Она погладила меня по руке и снова принялась копаться в своей сумочке.
Я еще раз огляделась вокруг. Все здесь, в саду «Крейгенда», такое знакомое, привычное, обыкновенное. И люди заняты знакомыми, привычными, обыкновенными делами. И неожиданно отвратительные ощущения, преследовавшие меня весь день, исчезли. Здесь все было реальным. Это не был черно-красный мир Эбнера Кейна, полный таинственных совпадений, могильного холода и пугающих мыслей.
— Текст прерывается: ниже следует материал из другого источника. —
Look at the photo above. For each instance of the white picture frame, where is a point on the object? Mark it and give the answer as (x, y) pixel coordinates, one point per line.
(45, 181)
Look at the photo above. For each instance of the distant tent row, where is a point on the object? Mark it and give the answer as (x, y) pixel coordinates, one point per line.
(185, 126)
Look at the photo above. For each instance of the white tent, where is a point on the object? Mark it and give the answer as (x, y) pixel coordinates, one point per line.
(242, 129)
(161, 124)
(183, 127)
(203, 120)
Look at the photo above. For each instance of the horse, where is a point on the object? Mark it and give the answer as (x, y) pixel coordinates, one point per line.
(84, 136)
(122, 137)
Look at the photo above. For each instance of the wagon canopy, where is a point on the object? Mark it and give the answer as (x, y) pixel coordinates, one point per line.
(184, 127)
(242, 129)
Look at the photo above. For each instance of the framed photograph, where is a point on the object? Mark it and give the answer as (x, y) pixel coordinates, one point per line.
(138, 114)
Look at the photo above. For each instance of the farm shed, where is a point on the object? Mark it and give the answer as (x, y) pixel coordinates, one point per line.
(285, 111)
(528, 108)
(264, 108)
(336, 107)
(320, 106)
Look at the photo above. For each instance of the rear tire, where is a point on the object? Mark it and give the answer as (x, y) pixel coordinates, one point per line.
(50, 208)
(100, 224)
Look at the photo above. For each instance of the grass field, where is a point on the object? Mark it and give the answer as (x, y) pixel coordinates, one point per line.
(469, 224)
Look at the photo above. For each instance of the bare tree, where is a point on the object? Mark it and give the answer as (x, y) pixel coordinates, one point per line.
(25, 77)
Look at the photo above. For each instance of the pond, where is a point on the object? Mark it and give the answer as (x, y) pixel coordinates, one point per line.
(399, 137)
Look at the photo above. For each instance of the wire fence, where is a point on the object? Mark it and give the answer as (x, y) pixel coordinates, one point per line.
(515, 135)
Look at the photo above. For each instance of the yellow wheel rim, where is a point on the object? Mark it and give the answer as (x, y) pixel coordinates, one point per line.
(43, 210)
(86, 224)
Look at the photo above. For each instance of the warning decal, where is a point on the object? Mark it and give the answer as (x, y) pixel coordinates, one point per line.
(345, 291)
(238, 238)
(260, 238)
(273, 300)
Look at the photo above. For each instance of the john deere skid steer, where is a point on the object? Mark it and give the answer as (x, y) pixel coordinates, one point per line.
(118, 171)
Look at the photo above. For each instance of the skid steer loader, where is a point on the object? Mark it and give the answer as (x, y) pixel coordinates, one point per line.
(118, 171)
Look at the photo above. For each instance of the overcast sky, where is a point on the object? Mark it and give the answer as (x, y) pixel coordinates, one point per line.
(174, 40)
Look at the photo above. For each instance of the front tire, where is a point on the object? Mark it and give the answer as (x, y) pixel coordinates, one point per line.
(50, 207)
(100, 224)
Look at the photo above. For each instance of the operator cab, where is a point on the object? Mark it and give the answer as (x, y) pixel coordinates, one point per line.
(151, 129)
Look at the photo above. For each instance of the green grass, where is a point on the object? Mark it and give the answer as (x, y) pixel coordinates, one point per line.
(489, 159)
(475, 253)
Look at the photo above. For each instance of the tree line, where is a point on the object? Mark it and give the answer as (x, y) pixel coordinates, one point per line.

В этом зеленом уголке живут обычные люди, они разговаривают, выбирают себе красивые платья, играют в шахматы, подставляют лица под солнечные лучи.
Наконец Перри отыскала свой список — крошечный обрывок бумаги, исписанный ее неровным почерком. «Лосьон для рук „Силкскин“, 2 хор. груши, 1 упак. шок. печенья», — прочитала я.
И рассмеялась. Это именно то, что мне было нужно — реальная жизнь.
Оставив улыбающуюся Перри под ее деревом, я побежала за покупками. Теперь я знала, что, когда наступит понедельник, я смогу относиться к Эбнеру Кейну, его дому и его книге более разумно и спокойно. Я не позволю снова втянуть себя в этот кошмар.
Ни в коем случае.
Глава X
ЕЩЕ ОДНА ПОТЕРЯ
В субботу позвонил Том. Его резь в животе, наконец, прошла. Ехать в больницу, к счастью, не пришлось. Я отправилась его проведать. Он сидел в садике за домом и рисовал. Выглядел он все еще бледным и больным, но, по крайней мере, уже не лежал, а сидел и, главное, улыбался.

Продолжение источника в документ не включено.